REPUBLIKA.CO.ID, SOLO -- Calon besan Presiden Joko Widodo, Didit Supriyadi, sempat mengomentari dawet atau cendol yang akan dijual kepada para tamu yang hadir di kediamannya, Rabu (10/6) pagi.
"Dawete kurang legi (manis, red.)," kata Didit setelah mencicipi dawet.
Didit bersama istrinya, Sri Partini, berpura-pura menjual es dawet kepada para tamu yang hadir di rumah kontrakannya, Jalan Kutai Gang VII Nomor 1 Sumber, Solo. Setelah merasa puas dengan rasa dawet tersebut, Didit kemudian memberi kode Sri Partini untuk menjual dawet tersebut.

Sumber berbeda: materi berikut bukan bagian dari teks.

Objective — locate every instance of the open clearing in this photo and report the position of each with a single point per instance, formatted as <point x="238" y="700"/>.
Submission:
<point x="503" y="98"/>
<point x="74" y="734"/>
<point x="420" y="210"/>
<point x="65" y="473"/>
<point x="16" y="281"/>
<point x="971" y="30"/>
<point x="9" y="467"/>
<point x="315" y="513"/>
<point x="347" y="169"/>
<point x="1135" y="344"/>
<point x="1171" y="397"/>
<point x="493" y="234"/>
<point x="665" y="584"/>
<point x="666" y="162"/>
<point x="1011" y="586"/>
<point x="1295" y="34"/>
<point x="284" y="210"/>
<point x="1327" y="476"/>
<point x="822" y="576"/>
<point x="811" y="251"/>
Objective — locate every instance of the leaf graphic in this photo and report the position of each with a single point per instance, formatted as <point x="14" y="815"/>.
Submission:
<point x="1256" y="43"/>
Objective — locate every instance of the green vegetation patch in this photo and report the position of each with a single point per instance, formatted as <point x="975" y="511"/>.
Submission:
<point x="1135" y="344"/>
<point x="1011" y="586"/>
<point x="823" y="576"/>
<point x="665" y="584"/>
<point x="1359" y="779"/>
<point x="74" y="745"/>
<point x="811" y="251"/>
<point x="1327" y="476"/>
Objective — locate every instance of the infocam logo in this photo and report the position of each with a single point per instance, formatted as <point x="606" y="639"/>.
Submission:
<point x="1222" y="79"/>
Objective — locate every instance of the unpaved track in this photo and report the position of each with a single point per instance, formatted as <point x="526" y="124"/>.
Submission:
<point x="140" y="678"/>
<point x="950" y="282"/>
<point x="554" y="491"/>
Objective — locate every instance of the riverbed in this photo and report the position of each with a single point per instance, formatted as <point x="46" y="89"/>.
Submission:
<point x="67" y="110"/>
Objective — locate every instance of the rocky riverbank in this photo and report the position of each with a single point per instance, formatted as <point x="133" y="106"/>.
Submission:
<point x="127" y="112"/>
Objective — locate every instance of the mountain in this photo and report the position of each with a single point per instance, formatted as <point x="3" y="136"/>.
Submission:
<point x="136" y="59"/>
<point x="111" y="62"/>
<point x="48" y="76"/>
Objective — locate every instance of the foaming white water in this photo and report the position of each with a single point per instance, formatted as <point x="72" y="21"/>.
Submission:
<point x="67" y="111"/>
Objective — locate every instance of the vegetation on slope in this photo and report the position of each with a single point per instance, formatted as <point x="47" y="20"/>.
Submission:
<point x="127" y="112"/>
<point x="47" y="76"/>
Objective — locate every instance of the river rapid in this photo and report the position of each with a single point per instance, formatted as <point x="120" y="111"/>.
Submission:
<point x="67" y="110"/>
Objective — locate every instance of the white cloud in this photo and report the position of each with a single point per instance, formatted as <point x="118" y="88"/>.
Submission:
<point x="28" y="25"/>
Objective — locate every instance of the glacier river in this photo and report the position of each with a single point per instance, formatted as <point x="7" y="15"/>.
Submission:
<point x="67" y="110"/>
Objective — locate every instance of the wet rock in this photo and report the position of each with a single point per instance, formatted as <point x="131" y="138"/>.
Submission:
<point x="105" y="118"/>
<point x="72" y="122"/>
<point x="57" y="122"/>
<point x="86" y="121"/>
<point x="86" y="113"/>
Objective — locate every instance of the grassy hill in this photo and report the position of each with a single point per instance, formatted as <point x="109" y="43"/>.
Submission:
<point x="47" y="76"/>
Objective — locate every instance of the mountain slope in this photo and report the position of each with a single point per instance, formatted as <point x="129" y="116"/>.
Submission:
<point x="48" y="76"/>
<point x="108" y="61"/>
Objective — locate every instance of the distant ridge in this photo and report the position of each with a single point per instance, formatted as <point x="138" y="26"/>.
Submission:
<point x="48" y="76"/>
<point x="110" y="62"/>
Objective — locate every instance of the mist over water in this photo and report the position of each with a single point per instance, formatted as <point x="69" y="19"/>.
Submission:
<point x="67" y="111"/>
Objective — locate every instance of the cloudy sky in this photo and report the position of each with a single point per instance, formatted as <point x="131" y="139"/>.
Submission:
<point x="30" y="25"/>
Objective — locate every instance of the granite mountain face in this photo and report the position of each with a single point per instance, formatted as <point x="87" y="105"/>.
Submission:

"Dawet, dawet. Dawetnya manis," kata Sri dengan luwesnya.
Dawet atau cendol yang berbentuk bulat bermakna kebulatan tekad orang tua untuk menikahkan anak mereka. Para tamu undangan yang hendak membeli es dawet tersebut membayar bukan dengan uang, melainkan menggunakan "kreweng" atau pecahan genteng rumah.
"Kreweng" yang berasal dari tanah kiat memiliki arti bahwa manusia sejatinya akan kembali lagi menjadi tanah ketika meninggal dunia.
Sri Partini bertugas melayani para tamu yang membeli dawet, sedangkan Didit menerima "kreweng" sebagai alat pembayarannya.
Hal itu bermakna tentang kewajiban suami-istri dalam hidup berumah tangga ialah saling bahu-membahu dalam menafkahi keluarga.
"Sadean dawet" atau jualan cendol merupakan bagian dari rangkaian adat pernikahan Jawa yang akan dilangsungkan putra pertama Presiden Jokowi, Gibran Rakabuming Raka, dan Selvi Ananda.